For most of my life I've been haphazardly abandoning my own mind to disappear into one obsession or another. When I was 10 years old I became fixated on hamsters, proceeding to spend every waking moment of the next two months reading hamster forums where people discussed taking care of and feeding and breeding the squirmy little things. Then I got bored of hamsters and moved onto learning everything I could about exotic cats. Over the years, I've been obsessed with pretty much every much every category of thing you can imagine: people, food, places, projects, books. I don't choose my obsessions so much as stumble into their open arms.
Over the years I've become interested in the line between obsession and passion. I think they appear externally similar but are deeply distinct from each other. Obsession is repetitive; passion is generative. Obsession is a way to redirect desire, to avoid the intensity of your emotions by channeling them into something else; passion is a way for you to fully integrate what you feel.
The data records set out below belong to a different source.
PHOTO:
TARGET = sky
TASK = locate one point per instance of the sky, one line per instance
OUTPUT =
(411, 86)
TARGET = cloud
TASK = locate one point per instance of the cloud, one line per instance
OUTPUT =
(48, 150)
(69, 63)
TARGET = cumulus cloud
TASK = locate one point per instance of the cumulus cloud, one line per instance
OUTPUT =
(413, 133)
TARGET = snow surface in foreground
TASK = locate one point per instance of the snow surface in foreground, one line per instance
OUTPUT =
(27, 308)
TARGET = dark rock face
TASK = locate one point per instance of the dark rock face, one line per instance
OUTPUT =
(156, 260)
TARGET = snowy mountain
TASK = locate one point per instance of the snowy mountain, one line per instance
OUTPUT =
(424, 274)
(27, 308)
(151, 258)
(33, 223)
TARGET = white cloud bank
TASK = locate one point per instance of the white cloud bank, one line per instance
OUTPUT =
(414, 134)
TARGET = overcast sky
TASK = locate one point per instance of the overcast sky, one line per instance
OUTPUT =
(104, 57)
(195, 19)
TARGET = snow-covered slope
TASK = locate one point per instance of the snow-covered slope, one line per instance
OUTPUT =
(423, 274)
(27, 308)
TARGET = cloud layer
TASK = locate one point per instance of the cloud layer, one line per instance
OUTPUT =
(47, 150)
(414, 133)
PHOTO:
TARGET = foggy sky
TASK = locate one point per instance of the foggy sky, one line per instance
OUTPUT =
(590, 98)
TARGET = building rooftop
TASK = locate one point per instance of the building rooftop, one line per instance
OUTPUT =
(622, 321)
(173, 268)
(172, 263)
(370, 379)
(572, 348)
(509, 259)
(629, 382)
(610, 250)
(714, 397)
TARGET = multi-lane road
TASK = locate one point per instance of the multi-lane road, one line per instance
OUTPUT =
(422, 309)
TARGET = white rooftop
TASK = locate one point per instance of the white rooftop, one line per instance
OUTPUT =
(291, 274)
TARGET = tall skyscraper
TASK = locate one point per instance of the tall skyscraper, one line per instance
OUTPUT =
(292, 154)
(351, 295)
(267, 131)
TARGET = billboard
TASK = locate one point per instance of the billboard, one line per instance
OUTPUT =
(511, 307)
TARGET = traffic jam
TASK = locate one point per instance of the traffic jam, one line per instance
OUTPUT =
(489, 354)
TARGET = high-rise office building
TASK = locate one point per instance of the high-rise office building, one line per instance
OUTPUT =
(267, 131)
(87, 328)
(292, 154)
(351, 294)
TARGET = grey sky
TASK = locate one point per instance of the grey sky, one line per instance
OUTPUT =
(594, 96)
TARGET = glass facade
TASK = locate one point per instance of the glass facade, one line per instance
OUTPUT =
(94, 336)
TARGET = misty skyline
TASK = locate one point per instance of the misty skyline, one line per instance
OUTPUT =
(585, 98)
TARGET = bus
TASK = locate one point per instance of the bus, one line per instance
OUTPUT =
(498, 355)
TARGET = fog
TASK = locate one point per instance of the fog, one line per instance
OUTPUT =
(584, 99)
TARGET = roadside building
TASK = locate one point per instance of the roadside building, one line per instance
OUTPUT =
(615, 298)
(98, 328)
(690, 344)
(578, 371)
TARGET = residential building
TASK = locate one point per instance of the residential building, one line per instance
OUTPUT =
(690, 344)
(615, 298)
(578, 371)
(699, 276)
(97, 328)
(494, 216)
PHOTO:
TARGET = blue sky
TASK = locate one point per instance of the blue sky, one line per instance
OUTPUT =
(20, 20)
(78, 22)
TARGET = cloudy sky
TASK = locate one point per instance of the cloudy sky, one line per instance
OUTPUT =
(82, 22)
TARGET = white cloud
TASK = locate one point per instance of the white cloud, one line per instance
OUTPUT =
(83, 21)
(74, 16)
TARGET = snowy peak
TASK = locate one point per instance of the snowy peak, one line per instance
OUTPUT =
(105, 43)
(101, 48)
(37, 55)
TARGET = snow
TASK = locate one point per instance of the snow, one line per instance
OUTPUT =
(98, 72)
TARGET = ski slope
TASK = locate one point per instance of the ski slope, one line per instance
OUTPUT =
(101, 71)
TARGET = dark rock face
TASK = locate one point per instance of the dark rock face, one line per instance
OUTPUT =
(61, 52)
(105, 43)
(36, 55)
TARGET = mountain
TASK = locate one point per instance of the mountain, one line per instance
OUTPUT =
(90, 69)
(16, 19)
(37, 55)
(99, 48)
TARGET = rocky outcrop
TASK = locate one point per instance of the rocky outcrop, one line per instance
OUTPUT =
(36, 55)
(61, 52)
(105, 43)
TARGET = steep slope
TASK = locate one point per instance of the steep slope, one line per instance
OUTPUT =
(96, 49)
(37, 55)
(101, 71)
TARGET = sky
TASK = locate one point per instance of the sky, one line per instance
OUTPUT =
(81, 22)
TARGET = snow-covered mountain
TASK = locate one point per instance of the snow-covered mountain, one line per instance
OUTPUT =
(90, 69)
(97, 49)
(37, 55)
Obsession is often used as a mechanism for control: it‘s unsettling how many women have obsessive, disordered relationships with food, unsettling how common it is for someone to be obsessed with a romantic partner. We obsess as a way of mastering our desire: as Caroline Knapp writes in Appetite , “This was the infinite hunger for love and recognition, the hunger for sex and satisfaction and beauty, the hunger to be and known and fed, the hunger to take and take, and I had conquered it, mastered it, roped it like a steer."
I believe that I'm obsessive because I'm acutely sensitive. As a kid I cried all the time; I was incredibly shy and terrified of everything; I was bullied and often felt incredibly lonely and hurt. We view the “stakes” of adulthood as being higher than that of childhood—you have “real life” concerns as an adult, after all, bills to pay and people to take care of—but in my opinion childhood is more fraught and more intense in every important way. Childhood makes us: it's when we learn how to attach to people, and develop our deepest traumas; it's when we develop a formative view of the world that often shapes our expectations for the rest of our life. As a child, I felt like the world was incredibly painful for me just by default: it seemed like other kids could just shrug things off, but I couldn't shrug anything off: everything caused me too much pain and too much joy. I couldn't live with my sensitivity, and so I learned how to distract myself by hyper-focusing. I threw all of my mental energy into obsessions.